REPUBLIKA.CO.ID, Oleh Muhammad Subarkah, Jurnalis Republika

Pada akhir 2010, di sebuah acara jumpa dalam rangka penyelenggaraan International Conference of Islamic Scholar (ICIS) --Konferensi Internasional Cendekiawan Muslim Dunia--yang digelar Nahdlatul Ulama di Hotel Hilton Jakarta, seorang wartawati media terkemuka Ibu Kota dengan bersemangat mengangkat tangan sembari mengajukan pertanyaan kepada mendiang Dr Nurchlish Madjid yang saat itu bertidak sebagai panelis. Dia berkata kurang lebih begini:

"Bagaimana ini sih umat Islam Indonesia ya, Cak Nur? Kok makin lama makin kearab-araban? Lihat pakaian mereka yang laki gemar memakai jubah dan berjenggot. Yang perempuan berjilbab seperti orang Arab. Musiknya pun musik Arab atau musik berbahasa Arab. Apakah itu pertanda umat Islam makin tidak toleran?" kata wartawati itu dengan ketus.

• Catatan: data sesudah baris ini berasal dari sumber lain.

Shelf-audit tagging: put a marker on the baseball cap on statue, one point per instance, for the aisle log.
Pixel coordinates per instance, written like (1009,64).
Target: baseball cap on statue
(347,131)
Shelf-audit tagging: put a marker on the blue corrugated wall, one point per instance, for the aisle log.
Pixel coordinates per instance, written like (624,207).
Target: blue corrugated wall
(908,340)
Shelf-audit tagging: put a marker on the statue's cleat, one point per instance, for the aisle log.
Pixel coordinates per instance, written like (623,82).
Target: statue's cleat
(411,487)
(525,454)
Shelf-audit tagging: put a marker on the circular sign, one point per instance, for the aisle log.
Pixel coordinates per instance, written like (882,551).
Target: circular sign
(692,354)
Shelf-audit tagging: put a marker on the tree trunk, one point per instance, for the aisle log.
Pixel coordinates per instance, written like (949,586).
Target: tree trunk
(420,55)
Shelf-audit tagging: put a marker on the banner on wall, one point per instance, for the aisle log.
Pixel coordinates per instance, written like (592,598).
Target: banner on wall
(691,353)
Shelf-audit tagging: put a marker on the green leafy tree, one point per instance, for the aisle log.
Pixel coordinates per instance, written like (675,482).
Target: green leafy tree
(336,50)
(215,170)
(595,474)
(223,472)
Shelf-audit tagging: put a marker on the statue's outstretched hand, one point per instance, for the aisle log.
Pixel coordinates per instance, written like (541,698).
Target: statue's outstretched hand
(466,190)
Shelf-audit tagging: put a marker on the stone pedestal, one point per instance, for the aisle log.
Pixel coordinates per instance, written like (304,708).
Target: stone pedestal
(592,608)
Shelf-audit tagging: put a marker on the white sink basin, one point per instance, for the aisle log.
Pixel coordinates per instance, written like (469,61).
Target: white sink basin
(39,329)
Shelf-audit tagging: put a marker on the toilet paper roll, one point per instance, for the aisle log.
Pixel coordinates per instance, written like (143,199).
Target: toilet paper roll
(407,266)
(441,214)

Mendengar pernyataan itu, Nurcholis menanggapi dengan santai sembari tersenyum. "Itu Anda saja tidak jeli. Yang kearab-araban siapa? Para kiai NU dari dulu suka pakai gamis, berjenggot, dan serban. Mereka senang juga sholawatan dan mendengar syair lagu Arab Umm Khultum dari Mesir yang legendaris itu. Lha yang Muhammadiyah malah beda lagi. Mereka malah lebih suka berpakaian Barat, pakai setelan jas, selera musiknya model Barat. Wajahnya klimis tak berjenggot. Lihat saja gaya musiknya Bimbo dan Ebiet G Ade. Jadi begini, kalau Mbak kalau terus-terusan percaya dengan pikiran seperti itu, Anda bisa kebolak-balik sendiri ketika memahami Islam Indonesia," kata Nurcholis dengan nada tenang.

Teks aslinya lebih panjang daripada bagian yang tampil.